Hunting Arizona Border Units
by Bill Crounse
Southern Arizona offers some of the finest Coues hunting in the country, but the units along the Mexican border can present challenges not found in northern units. At times, hunters may encounter illegal aliens or drug smugglers as they work their way into the United States. Warnings are posted in these areas, as well as in the unit descriptions on the AZ Game and Fish website, alerting sportsmen to the possibility of encountering illegal activity. Sometimes these warnings discourage hunters from attempting to hunt some beautiful and productive units. Every year, I have hunters ask me about hunting these units before they apply, so I thought I would share some thoughts and tips to consider if you are thinking about hunting these areas.
I assume that you already exercise common sense and good habits in the field, extra water and first aid kits, so I will try to stick with border specific tips. The southern units are very dry, so learn where the water is. Critters like to drink, so knowing where the water is can help you come up with a hunt strategy as well as providing water in an emergency. Humanitarian groups also have water cached in border areas for people in trouble, just look for a blue flag waving in the desert.
Make sure you take a cell phone with you when you go. Due to remote areas lacking coverage, some hunters leave their phone in the truck. What many people do not realize is that the 911 system in Southern AZ has towers and service in many of the remote places that service providers can’t cover. If you are in trouble, start looking for high ground and more than likely you will be able to reach 911 and they can triangulate your location. Have the number to the Border Patrol Station that covers the unit you are hunting ready in case you see some sort of illegal activity.
The big concern hunters ask me about is the criminal activity. If you see smuggling activities or encounter a cache of drug bundles, do not approach and call the Border Patrol. As a business rule, smugglers tend to leave others alone. But all rules can have exceptions and the best bet is to let the right people handle the situation. The biggest complaint from hunters I have heard is that “a group of aliens spooked a bedded buck” they had been watching.
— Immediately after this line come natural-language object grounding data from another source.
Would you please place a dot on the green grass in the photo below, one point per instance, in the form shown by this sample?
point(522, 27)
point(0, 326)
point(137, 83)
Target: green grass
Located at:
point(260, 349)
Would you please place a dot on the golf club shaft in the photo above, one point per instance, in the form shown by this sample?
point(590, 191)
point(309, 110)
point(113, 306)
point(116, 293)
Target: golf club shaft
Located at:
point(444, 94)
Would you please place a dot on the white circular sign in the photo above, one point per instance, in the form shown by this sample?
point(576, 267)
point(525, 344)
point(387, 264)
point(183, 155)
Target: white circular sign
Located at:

Another concern, camping in these areas. While we all like to camp away from everyone else, pick your camping spot wisely. There are spots where groups of hunters camp every year that are usually out of the way of illegal activities and several camps in a general area can provide a measure of security. Talk to Border Patrol Agents, Wildlife Managers and other hunters via online hunting boards to find the best camping spots.
An added bonus to these border units is the number of deer tags. Most units have a mind boggling number of tags available, and some units usually have plenty of left-over tags in case you didn’t draw that trophy AZ Strip tag. That being said, with some hunts you will also see a lot of hunters in areas near roads. If you want that trophy buck, get away from the road a ways. Sometimes it doesn’t have to be far and the hike can really pay off in the end. During these hikes, you will more than likely find some trash spots where aliens have rested. If possible, carry a trash bag in your pack and bring some of it out with you.
Only you can weigh the pros and cons and decide if you want to hunt the border units, but with a little information and preparation you may be able to find the deer of your dreams.